Coun. Frank Wong alluded to the difficulty of budgeting in an “extraordinary year.”

Mayor Tara Veer called 2017’s $356-million operating balance sheet a “budget like no other.”

At another point she called it a “budget of many sacrifices.”

More than once the budget process was compared with taking a scalpel to city finances — the inference being surgical-like precision was used to slice out savings however small.

Minutes after passing the budget, Mayor Tara Veer explained the analogy.

“On some occasions, governments will take axes to budgets,” she said. “But in the process they will compromise services to a community and they will compromise on the community’s future.

“What we’ve done with this budget is methodically take a scalpel to every aspect of city operations and services so we can maintain our commitments to the public and meet the public’s expectations, but to do that in a way that absolutely kept in mind the financial realities.”

For council, 2017 was like no other budget because of a collision of sobering statistics and economic markers.

Unemployment sits at eight per cent and 15 per cent of Red Deer families are living in poverty.

For the first time in memory, the city’s population declined, slipping by 1,000 residents back under 100,000.

The ripples spread wide. Construction growth, which could once be counted on to add about $3 million to city coffers was pencilled in at $1.3 million for this year.

Overall, it is estimated the Red Deer economy contracted three per cent over the last two years, and with it the tax base. Transit rider numbers declined and the number of people using city recreation facilities also waned.

The Red Deer and District Chamber of Commerce set the tone early by challenging council to hold the lines on taxes to reflect Alberta’s limping economy.

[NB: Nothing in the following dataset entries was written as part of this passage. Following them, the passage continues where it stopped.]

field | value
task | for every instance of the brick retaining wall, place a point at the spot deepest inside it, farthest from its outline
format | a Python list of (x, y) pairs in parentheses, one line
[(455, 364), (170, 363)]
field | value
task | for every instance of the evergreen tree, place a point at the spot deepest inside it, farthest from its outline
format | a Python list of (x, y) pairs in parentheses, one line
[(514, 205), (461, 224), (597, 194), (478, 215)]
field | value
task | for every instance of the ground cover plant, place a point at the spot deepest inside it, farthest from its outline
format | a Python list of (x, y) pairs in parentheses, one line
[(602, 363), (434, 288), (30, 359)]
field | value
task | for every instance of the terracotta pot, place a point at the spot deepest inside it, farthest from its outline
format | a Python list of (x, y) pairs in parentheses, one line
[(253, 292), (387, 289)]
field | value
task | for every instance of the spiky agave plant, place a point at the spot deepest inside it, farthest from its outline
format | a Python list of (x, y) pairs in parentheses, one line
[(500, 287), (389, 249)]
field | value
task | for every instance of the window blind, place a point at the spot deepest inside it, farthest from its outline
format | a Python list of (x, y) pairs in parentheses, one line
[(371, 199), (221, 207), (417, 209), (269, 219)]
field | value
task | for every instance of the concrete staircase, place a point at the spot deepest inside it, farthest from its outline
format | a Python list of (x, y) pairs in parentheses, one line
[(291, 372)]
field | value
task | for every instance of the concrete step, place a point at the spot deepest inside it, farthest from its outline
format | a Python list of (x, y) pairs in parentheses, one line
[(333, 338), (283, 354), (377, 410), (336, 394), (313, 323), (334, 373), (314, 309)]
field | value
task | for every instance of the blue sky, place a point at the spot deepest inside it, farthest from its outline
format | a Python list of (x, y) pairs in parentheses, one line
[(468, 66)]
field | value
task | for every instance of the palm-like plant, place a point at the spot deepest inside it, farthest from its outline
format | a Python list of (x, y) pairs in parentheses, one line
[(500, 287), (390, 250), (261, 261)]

After nine days of deliberations, council ended up at 1.52 per cent.

Veer said in this economic climate a zero per cent tax increase was possible but at the cost of losing services and the community made it clear that it wanted no compromise on policing and core services.

“But when push came to shove for us to deliver on a zero per cent would have meant cuts in service that our community would likely not have found acceptable.”